『おむすび』仲里依紗らが渾身のパラパラ披露 結から歩、歩から翔也に繋がったバトン
翔也(佐野勇斗)が連れて行かれたのはクラブ。そこには歩(仲里依紗)がいた。『おむすび』(NHK総合)第64話で、歩は翔也にギャルの精神を伝える。 【写真】仲里依紗&松井玲奈&浅川梨奈のパラパラシーン ギャルになろうとして結(橋本環奈)から嫌われた翔也は、街中でギャルに絡まれ、クラブに連行される。グラスを傾けていると三花(松井玲奈)、続いて歩がやってくる。 「あんたギャルになりたいんだって?」 翔也がギャルになりたがっていると知り、歩はギャルがどういうものか語る。「自分を偽るためにやってんじゃないの。好きでやってんの」「どうせギャルやるんだったら、カッコじゃなくてここマネしなよ」と言い、自分の心臓を指で示した。 歩は翔也に語りかける。苦しい心中を察し、それとなく寄り添う歩なりの気づかいだ。歩の「つらいこと」は真紀(大島美優)のことだろう。「大好きな人と、今この瞬間を大切に思いっきり楽しんだら未来も変わるかもよ」と言い、「これから何でもできる。だって、あんた生きてんだから」と力を込めた。 クラブを選んだ理由はもう一つあった。歩たちはステージに並んでパラパラを踊り出した。見ていた翔也の目に少しずつ光がともる。歩に促されて踊るうちに、翔也は笑顔を取り戻した。仲や松井、浅川梨奈らがヒョウ柄コーデのギャル軍団にふんした。彼女たちが披露するパラパラは、今この瞬間を楽しむギャルマインドを体現していた。

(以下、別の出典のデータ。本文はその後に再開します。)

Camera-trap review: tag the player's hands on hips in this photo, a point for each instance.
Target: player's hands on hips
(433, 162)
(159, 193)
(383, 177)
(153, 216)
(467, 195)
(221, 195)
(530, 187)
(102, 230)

翔也は糸島フェスティバルで結のパラパラを目撃している。その時、客席後方から見ていたのが歩だ。当時の歩は過去と折り合いをつけられていなかったが、結のパラパラを見てから、歩は吹っ切れたように人生を謳歌している。歩のパラパラは、結から受け取ったものを今度は翔也に返しているように見えた。 第13週では、自分を大切にすることについて考えさせられた。選手生命が断たれた翔也は絶望のどん底にいる。何もかもおしまいで、どうしたらいいかまったくわからない状態だろう。冗談みたいな突然のギャル化は、翔也からすればいたって真剣だ。その翔也に、歩は人生を肯定することをパラパラを通して伝えた。 永吉(松平健)と佳代(宮崎美子)に迎えられた結は、帰る場所があることを嚙みしめたに違いない。カラオケの十八番で変わらない愛を歌う永吉と、永吉を好きな理由を「一緒にいるだけで毎日が幸せ」と話す佳代。その言葉は結の未来を予感させた。陽太(菅生新樹)と恵美(中村守里)の交際は、過去回で恵美が陽太を気にするそぶりがあり、なかば既定路線。報われなかった陽太には幸せになってほしいと思う。